MySQL server has supported localization of error messages since the very beginning, and its implementation has gone through a few revisions:
- Through 4.1, a separate language/errmsg.txt file for each language, with one message per line, and each file in a language-appropriate character set.
- In 5.0 and 5.1, a single errmsg.txt file with a group of translations for each message, but with different character sets for each language (making the file very difficult to edit with any editor).
- In 5.5 and 5.6, a single errmsg-utf8.txt file with the same structure as in 5.0 and 5.1, but with all messages in UTF-8 (whew!).
In the early days, folks at MySQL tried to translate all of the error messages fairly frequently, keeping most localizations relatively up to date. Many volunteers also translated the messages into their favorite language and contributed those files.
In recent years, however, the vast majority of error messages added to the message file are in English only, or at most English and one other language1 (presumably the author’s native language, often German). While the number of unique error messages in English has increased from 481 to 862 between 5.0 to 5.6, all other translations with the exception of German, Swedish, and Japanese2 have been almost entirely stagnant.

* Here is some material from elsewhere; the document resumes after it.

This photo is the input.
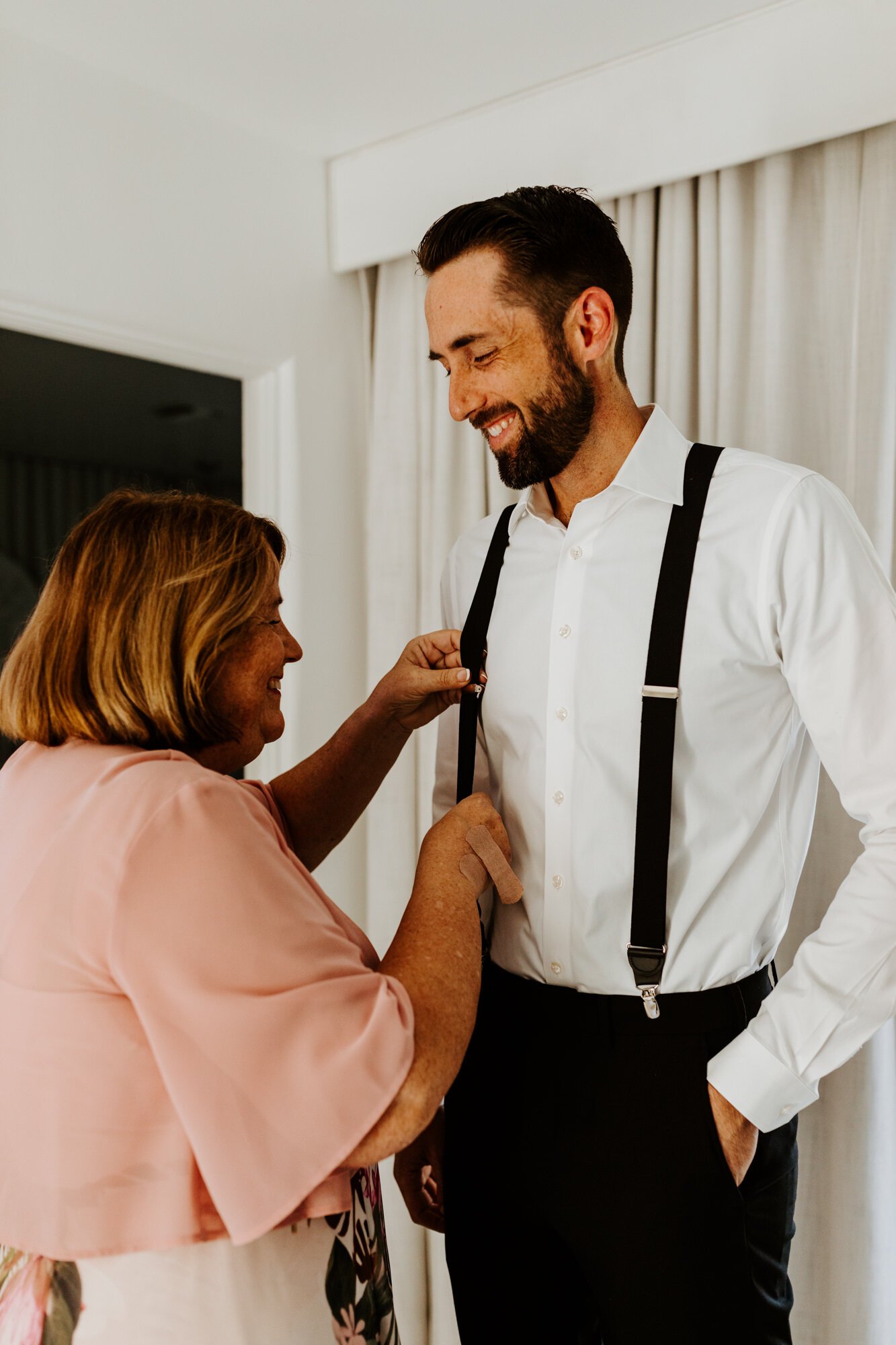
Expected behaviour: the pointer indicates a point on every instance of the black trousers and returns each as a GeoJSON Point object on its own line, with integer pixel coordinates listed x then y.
{"type": "Point", "coordinates": [587, 1195]}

This chart shows the percentage of translated messages available by MySQL version from 5.0 through 5.6:
This chart shows a few of the major supported languages, showing the utter stagnation of translated messages for all languages since 5.0, and for German since 5.5:
(Click on the graphs to see the Google Docs Spreadsheet, which is rendered a lot better than its image export.)
The best-supported language (after English) is German, but even it has fallen from 94% translated in MySQL 5.0 to only 77% translated in MySQL 5.6. Swedish, which was once one of the sacred translations, has fallen from 53% translated in 5.0 to only 39% in 5.6. Eliminating English and German (as high outliers) and Bulgarian (as a low outlier), the average translation completeness in MySQL 5.6 is less than 25%.
Is it useful to actually have multiple language support if it is this woefully incomplete3? For most of these languages, even if the user goes to the trouble to enable their alternate language, 75% on average of the messages they see will be in English. Is that really any better than 100%?
Have Oracle given up on maintaining the error message translations? Would community effort to get them all updated be welcome? Would it be useful to rip out this mess and start over with a more standardized and mature localization framework?
1 Bizarrely, in MySQL 5.6, Georgi Kodinov added Bulgarian as a supported language, with exactly one translated message supported.
2 It appears that Japanese got a major overhaul by Yasufumi Kinoshita, removing the unused “jps” variant and adding and adding a bunch more translations to the “jpn” variant. Alas, it is still quite incomplete at only 34% translated in 5.6.
3 Leaving aside the any discussion about the way that languages are implemented in MySQL currently, which is not awesome.